In a night of great drama, which saw Labour leader Jeremy Corbyn keep his seat with an increased majority and the defeat of former Liberal Democrat leader Nick Clegg, Theresa May held her seat with a slight drop, as she saw her overall majority in parliament fall, despite hoping for a landslide victory.
She wanted to gain a personal mandate to go into the Brexit negotiations with Brussels, with a larger majority in the House of Commons, so that she could strike a deal with the EU which — as she said in her speech after triggering Article 50 of the Treaty of Lisbon — would give her "a mandate to lead Britain".
When she called the election, April 2017, May was well ahead in the opinion polls, with many showing her party with a 24-point lead in the opinion polls.

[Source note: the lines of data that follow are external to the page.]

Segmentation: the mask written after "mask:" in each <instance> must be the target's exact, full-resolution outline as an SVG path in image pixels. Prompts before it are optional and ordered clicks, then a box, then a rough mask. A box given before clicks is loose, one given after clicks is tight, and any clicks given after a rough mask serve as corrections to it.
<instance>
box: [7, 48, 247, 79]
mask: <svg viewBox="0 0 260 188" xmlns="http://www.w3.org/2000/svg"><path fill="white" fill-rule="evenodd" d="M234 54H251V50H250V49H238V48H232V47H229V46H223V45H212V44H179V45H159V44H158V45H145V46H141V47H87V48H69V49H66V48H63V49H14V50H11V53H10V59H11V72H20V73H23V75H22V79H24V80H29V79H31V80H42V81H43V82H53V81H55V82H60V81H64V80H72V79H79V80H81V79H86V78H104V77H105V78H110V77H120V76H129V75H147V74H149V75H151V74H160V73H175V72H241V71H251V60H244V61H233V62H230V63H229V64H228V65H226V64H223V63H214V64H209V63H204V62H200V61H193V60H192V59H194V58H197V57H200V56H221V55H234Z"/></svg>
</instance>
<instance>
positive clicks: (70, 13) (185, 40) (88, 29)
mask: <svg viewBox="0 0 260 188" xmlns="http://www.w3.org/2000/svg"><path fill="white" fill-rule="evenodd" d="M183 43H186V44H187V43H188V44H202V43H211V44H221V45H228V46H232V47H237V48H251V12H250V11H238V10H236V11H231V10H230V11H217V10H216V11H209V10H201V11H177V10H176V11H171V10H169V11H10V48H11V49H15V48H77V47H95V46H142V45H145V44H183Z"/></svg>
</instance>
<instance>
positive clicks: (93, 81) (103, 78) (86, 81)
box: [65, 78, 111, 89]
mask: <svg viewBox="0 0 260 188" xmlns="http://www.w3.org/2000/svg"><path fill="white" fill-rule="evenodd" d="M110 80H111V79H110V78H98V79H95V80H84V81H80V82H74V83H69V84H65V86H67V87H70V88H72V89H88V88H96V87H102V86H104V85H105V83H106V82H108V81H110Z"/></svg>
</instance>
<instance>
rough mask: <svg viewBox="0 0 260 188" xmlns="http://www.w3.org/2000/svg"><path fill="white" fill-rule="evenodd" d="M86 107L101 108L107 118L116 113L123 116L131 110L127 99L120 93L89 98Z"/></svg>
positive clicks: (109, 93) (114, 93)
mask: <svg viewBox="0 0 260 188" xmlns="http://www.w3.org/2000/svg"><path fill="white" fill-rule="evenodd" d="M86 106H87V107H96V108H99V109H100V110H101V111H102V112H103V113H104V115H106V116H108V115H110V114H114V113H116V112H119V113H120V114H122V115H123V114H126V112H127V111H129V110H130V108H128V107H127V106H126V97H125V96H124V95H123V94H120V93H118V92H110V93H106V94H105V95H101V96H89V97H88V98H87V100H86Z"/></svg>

However, by the time of the election, June 8, the gap between her Conservative Party and Jeremy Corbyn's Labour Party was as close as three percent.
As the night of counting unfolded, June 9, it became clear that May's bid for a larger majority was looking shaky. Having refused to go head-to-head with other political leaders in TV debates, she looked increasingly isolated.
Now, she finds herself still Prime Minister — at the moment — with no overall majority and facing the prospect of having to form a minority government and going into the Brexit negotiations with nothing like the ringing endorsement she wanted, which does not bode well for her chances with Brussels.
Moreover, with the final result yet to be declared, commentators are talking of another election in the autumn, which will throw the whole Brexit process into disarray, which will mena bad news for London, as well as bad news from the EU.